We Will Only Just Remember How It Feels
On good books and what they leave behind.
My third and final leg of book tour begins tonight. Because The Frozen River published on December 5th, I knew the initial tour would be split in two: the first half before Christmas, and the second in January. However, because the response to Martha’s story has been so extraordinary, Doubleday is sending me on what they are referring to as a victory lap. Which means that I’ll get to visit eight new cities! If you’re anywhere near, I’d love to meet you.
Meanwhile, I’ve been reading more lately. (Such a gift after a years-long reading drought!) And I’ve been thinking about the lyrics to Rob Thomas’ 2012 song, “Little Wonders,” from the Meet the Robinson’s soundtrack (more on that later). I’ve been thinking about the way that a good book makes us feel. Because that’s all that we will remember in the end.
“…in the end we will only just remember how it feels…”
– Rob Thomas, Little Wonders
There is a bookshelf in my office. I refer to it as my “keeper shelf” and were you to visit me, you would find a motley assortment of novels.
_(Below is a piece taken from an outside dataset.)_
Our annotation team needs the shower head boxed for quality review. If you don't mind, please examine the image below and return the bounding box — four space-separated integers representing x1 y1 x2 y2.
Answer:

I keep my Harry Potter collection beside The Chronicles of Narnia. They’re not so different after all, full of magic and wonder and whimsy. I have Diana Gabaldon and L.M. Montgomery and Neil Gaiman. Kate DiCamillo. Marilyn Robinson. Leif Enger. Somehow The Book Thief and The Glass Castle ended up beside the collected works of P.G. Wodehouse (bought, I might add, at a rambling bookstore in Texas once owned by Larry McMurtry). A dusty and tattered edition of The Princess and the Goblin is held together by a rubber band and sits between 11/22/62 and Murder on the Orient Express. It’s the copy my mother read to me as a child and I’d sooner give birth to a hippo than part with it. The Thirteenth Tale. Water for Elephants. The Night Circus. Where the Red Fern Grows. The Kite Runner. The Hunger Games. Peace Like a River. The Help. The Storied Life of A.J. Fikry. The Westing Game. Watership Down. I own almost every novel written by Dick Francis and George MacDonald.
*sigh*
This collection of stories evokes something in me that I find difficult to express. It’s not uncommon for me to pass my bookshelf, run my fingers along the spines, and close my eyes. I summon the emotions I felt the first time I read them. Sometimes I even pull one from its spot. Smell the pages. Read a passage. I did this recently with The Time Traveler’s Wife:
“The curve of her shoulders, the stiffness in her posture say here is someone who is very tired, and I am very tired, myself. I shift my weight from one foot to the other and the floor creaks; the woman turns and sees me and her face is remade into joy; I am suddenly amazed; this is Clare, Clare old! And she is coming to me, so slowly, and I take her into my arms.”
Many years later, I don’t remember much of the plot, but I do remember how I wept my way through the last 50 pages. Audrey Niffenegger broke my heart and then patched it together with that last scene. My devotion for this novel is irrational.
For me, redemption is synonymous with The Kite Runner. I was quiet when I finished Khaled Hosseini’s stunning debut. I sat, book laid open in my lap, and felt something akin to worship—not for the author, but for the pure joy of seeing that kite lift into the air, and for what it meant:
“It was only a smile, nothing more. It didn’t make everything all right. It didn’t make anything all right. Only a smile. A tiny thing. A leaf in the woods, shaking in the wake of a startled bird’s flight. But I’ll take it. With open arms. Because when spring comes, it melts snow one flake at a time, and maybe I just witnessed the first flake melting.”
Every book on that shelf moved me. Sometimes to laughter. Sometimes to tears. I have felt rage and empathy and grief. I’ve even fallen in love a time or two. Yet I’d be hard pressed to synopsize any of my favorite novels. Character and Plot and Setting and Theme slip away with time. But I can pull any book from that shelf, dust off the cover, smell the pages, flip to a favorite passage and tell you exactly how it made me feel. And really, that’s all that matters in the end.
Copyright Ariel Lawhon, 2024. All rights reserved.
Our bookshelves are twins in many, many ways… sigh. How I felt reading your list.
I wish you a fabulous victory lap and many, many more good reads.